Before we return to Booth we will relate a scene in which Dr Harrison
was concerned.

This good man, whilst in the country, happened to be in the
neighbourhood of a nobleman of his acquaintance, and whom he knew to
have very considerable interest with the ministers at that time.

The doctor, who was very well known to this nobleman, took this
opportunity of paying him a visit in order to recommend poor Booth to
his favour. Nor did he much doubt of his success, the favour he was to
ask being a very small one, and to which he thought the service of
Booth gave him so just a title.

The doctor's name soon gained him an admission to the presence of this
great man, who, indeed, received him with much courtesy and
politeness; not so much, perhaps, from any particular regard to the
sacred function, nor from any respect to the doctor's personal merit,
as from some considerations which the reader will perhaps guess anon.
After many ceremonials, and some previous discourse on different
subjects, the doctor opened the business, and told the great man that
he was come to him to solicit a favour for a young gentleman who had
been an officer in the army and was now on half-pay. "All the favour I
ask, my lord," said he, "is, that this gentleman may be again admitted
_ad_ _eundem_. I am convinced your lordship will do me the justice to
think I would not ask for a worthless person; but, indeed, the young
man I mean hath very extraordinary merit. He was at the siege of
Gibraltar, in which he behaved with distinguished bravery, and was
dangerously wounded at two several times in the service of his
country.
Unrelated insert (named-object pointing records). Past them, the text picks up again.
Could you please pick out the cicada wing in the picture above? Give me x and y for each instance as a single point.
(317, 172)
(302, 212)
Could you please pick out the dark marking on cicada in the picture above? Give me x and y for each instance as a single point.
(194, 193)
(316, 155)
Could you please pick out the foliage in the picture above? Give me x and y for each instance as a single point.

I will add that he is at present in great necessity, and hath
a wife and several children, for whom he hath no other means of
providing; and, if it will recommend him farther to your lordship's
favour, his wife, I believe, is one of the best and worthiest of all
her sex."

"As to that, my dear doctor," cries the nobleman, "I shall make no
doubt. Indeed any service I shall do the gentleman will be upon your
account. As to necessity, it is the plea of so many that it is
impossible to serve them all. And with regard to the personal merit of
these inferior officers, I believe I need not tell you that it is very
little regarded. But if you recommend him, let the person be what he
will, I am convinced it will be done; for I know it is in your power
at present to ask for a greater matter than this."

"I depend entirely upon your lordship," answered the doctor.

"Indeed, my worthy friend," replied the lord, "I will not take a merit
to myself which will so little belong to me. You are to depend on
yourself. It falls out very luckily too at this time, when you have it
in your power so greatly to oblige us."

"What, my lord, is in my power?" cries the doctor.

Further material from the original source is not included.